Плачущая женщина вскочила с места и выпрямила свой худощавый стан. Протягивая руку, чтоб затворить окно, она с гневом ответила:

— Чего вы вечно попрекаете меня этим доктором и этой аптекой! Разве я еще не отработала эти деньги? Что это такое! Даже окна в своей комнате открыть не смей! Я здесь не какая-нибудь приживалка, а дочь твоего же отца. Клеменс! Такая же, как и ты!

Все это она выкрикивала громко, все более и более резко, сварливо, а затем, со стуком захлопывая окошко, добавила еще, но только уж для себя, с ядовитой усмешкой:

— Ага! Такая же, как и ты! Правда, правда! Четырнадцатая часть!

II

Теодору Коньцувну в первый раз я увидела спустя два дня после моего переселения в дом ее брата, в дом о шести окнах, выходивших на Цветную улицу.

В черном шерстяном, хорошего покроя платье, маленькая, худенькая, но стройная, Теодора на минуту остановилась у порога и окинула меня немного робким, но любопытным взглядом своих синих глаз. Потом, приближаясь ко мне, ока заявила, что пришла познакомиться с квартиранткой своего брата.

— Прежде, — прибавила она, — при жизни покойного отца, я сказала бы, что вы — наша квартирантка… но теперь… этот дом принадлежит моему брату… а я?. Что я?.. Известно, четырнадцатая часть!

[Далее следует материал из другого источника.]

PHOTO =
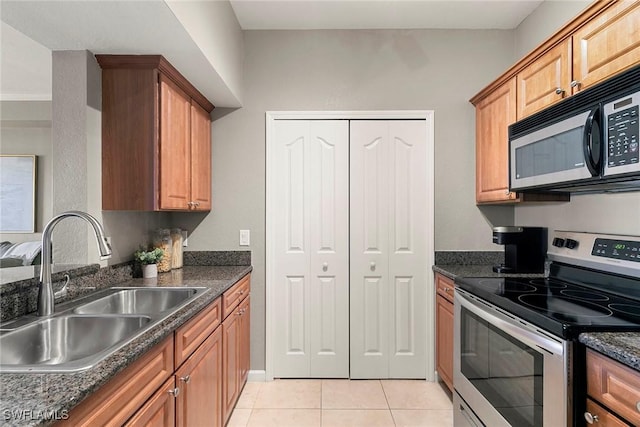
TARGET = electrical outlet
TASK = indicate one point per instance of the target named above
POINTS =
(245, 237)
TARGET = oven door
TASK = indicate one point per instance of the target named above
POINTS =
(507, 371)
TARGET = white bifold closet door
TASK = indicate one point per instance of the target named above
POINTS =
(388, 248)
(310, 187)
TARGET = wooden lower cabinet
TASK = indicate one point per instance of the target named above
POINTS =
(444, 329)
(119, 399)
(160, 410)
(597, 415)
(614, 386)
(199, 402)
(235, 361)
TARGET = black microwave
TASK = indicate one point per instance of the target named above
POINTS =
(585, 143)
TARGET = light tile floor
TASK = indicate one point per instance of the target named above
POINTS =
(343, 403)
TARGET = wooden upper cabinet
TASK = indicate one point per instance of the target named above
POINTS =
(493, 116)
(175, 143)
(607, 44)
(156, 137)
(200, 158)
(545, 81)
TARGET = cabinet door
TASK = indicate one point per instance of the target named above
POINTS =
(230, 363)
(602, 417)
(199, 402)
(493, 116)
(546, 81)
(444, 340)
(175, 142)
(245, 341)
(159, 411)
(607, 44)
(200, 158)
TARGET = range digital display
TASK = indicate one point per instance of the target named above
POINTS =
(617, 249)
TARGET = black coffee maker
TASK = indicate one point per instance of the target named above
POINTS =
(524, 249)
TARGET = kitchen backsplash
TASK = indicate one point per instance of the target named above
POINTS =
(468, 258)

Я спросила, что значат ее последние слова, непонятные для меня. Вопрос этот не показался ей нескромным, напротив, она подхватила его на лету с видимым удовольствием, как повод для длинного объяснения и излияния. Разговорилась она сразу. Было видно, что это болтливое, но и открытое, добродушное, доверчивое существо, считающее обитателей дома ее брата своими друзьями. А может быть, она, кроме того, старалась найти в их, лице защитников и союзников.

То было существо скромное, ничего не значащее в мире, но, как ни странно, такие-то именно существа, скромные и ничего не знающие, часто представляют большой интерес для тех, кто с любовью, а не по обязанности исследует человеческие души и судьбы. Можно было бы сказать, что в человеческой жизни они — крохотные существа, которых толпа не различает невооруженным глазом, но которые под взглядом исследователя, вооруженного вспомогательными оптическими инструментами, мелькают, кружатся, трудятся, страдают, по-своему мечтают и созидают, — одним словом, ведут жизнь интересную, тысячью узлов связанную с жизнью целого.